Perspective
Today I kept thinking about perspective. In the “wow, life can flip on you fast and suddenly the smallest things feel enormous” way.
I was so excited to move into the boot. I thought it would be a turning point. A little more freedom. A little less pain. A little more of myself coming back.
Instead, it has been horrible. It hurts. It’s awkward. It makes moving around feel like a full‑body negotiation.
And I fell on the stairs yesterday, which was its own special humiliation.
My world has shrunk to the size of my living room, my pain levels, and whatever tiny task feels possible in the moment. When your world gets that small, every inconvenience feels huge. Every setback feels personal. Every ache feels like a verdict.
But here’s the part I keep coming back to. Perspective isn’t just about zooming out. Sometimes it’s about zooming in.
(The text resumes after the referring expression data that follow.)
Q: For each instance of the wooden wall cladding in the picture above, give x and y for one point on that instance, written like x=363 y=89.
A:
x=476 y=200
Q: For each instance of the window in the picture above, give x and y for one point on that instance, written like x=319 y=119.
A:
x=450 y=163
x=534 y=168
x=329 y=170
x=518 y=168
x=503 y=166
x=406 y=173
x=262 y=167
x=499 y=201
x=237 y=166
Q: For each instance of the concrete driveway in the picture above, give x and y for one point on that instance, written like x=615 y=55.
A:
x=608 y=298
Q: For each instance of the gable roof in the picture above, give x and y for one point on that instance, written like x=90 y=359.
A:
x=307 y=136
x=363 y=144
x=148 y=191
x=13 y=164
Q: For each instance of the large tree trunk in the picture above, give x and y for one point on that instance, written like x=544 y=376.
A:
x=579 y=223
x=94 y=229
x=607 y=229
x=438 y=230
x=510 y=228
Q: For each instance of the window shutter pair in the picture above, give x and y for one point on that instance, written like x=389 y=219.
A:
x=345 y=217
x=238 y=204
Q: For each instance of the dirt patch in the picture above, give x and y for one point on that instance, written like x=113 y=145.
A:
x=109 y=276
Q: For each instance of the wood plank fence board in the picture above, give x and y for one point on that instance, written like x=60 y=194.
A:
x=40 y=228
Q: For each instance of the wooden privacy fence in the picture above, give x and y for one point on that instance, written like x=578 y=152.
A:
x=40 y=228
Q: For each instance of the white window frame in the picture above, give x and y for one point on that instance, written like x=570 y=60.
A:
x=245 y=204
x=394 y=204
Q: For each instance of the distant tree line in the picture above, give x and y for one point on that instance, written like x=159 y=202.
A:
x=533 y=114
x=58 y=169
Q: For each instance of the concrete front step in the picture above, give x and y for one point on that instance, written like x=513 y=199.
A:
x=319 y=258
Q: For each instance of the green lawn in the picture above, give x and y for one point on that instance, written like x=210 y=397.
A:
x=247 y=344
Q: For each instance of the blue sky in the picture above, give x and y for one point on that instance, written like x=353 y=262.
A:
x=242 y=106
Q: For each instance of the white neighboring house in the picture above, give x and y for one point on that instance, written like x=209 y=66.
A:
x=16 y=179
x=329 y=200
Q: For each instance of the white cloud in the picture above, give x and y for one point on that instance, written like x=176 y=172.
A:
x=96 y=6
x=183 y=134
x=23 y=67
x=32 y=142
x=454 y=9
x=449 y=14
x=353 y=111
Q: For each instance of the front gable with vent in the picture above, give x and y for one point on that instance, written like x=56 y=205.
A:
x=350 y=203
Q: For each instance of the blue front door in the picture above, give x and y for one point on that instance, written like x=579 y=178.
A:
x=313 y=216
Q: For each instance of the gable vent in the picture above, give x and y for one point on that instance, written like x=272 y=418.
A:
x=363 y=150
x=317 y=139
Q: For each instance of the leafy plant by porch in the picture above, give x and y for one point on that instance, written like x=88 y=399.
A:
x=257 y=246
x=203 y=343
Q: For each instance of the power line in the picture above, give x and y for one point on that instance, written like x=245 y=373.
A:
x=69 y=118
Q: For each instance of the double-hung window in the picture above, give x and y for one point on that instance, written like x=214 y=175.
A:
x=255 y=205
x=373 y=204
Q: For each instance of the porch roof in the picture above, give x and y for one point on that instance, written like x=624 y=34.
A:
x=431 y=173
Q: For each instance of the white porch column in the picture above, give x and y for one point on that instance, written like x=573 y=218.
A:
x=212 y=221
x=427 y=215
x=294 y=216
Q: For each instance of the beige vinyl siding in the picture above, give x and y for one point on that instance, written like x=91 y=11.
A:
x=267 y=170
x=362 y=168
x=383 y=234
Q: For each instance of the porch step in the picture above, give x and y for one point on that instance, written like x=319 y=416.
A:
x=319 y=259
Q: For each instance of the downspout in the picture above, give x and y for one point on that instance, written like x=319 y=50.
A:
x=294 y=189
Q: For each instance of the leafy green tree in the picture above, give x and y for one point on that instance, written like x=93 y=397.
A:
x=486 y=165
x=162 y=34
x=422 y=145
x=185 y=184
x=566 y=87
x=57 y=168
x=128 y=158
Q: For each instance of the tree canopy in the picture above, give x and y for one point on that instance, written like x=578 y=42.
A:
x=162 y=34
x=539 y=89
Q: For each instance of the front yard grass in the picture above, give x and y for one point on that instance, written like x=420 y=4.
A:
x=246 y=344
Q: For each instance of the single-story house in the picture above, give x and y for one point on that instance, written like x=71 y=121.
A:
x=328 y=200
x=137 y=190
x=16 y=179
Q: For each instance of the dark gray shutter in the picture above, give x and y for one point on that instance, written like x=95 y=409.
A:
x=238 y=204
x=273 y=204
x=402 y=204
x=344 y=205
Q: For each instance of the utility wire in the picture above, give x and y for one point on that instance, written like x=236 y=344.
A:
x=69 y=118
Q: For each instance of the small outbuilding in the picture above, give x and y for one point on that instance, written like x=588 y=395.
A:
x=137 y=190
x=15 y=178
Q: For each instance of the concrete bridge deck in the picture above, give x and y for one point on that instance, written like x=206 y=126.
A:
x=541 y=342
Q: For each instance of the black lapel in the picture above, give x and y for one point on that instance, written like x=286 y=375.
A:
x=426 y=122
It’s noticing the friends who check in, who make you laugh, who remind you that you’re still you even when you feel like a fragile version of yourself. It’s realizing that being overwhelmed doesn’t mean you’re weak. It means you’re human. It means you’re healing. It means your body and mind are carrying more than anyone can see.
Perspective is letting yourself feel the hard things without pretending they’re not hard. It’s giving yourself credit for the tiny victories. It’s remembering that this moment is not the whole story, even when it feels like it.
Today was rough. Painful. Exhausting. Emotionally thin.
But I’m still here. Still healing. Still surrounded by people who ground me when I start to float away.
And maybe that’s the perspective I needed most.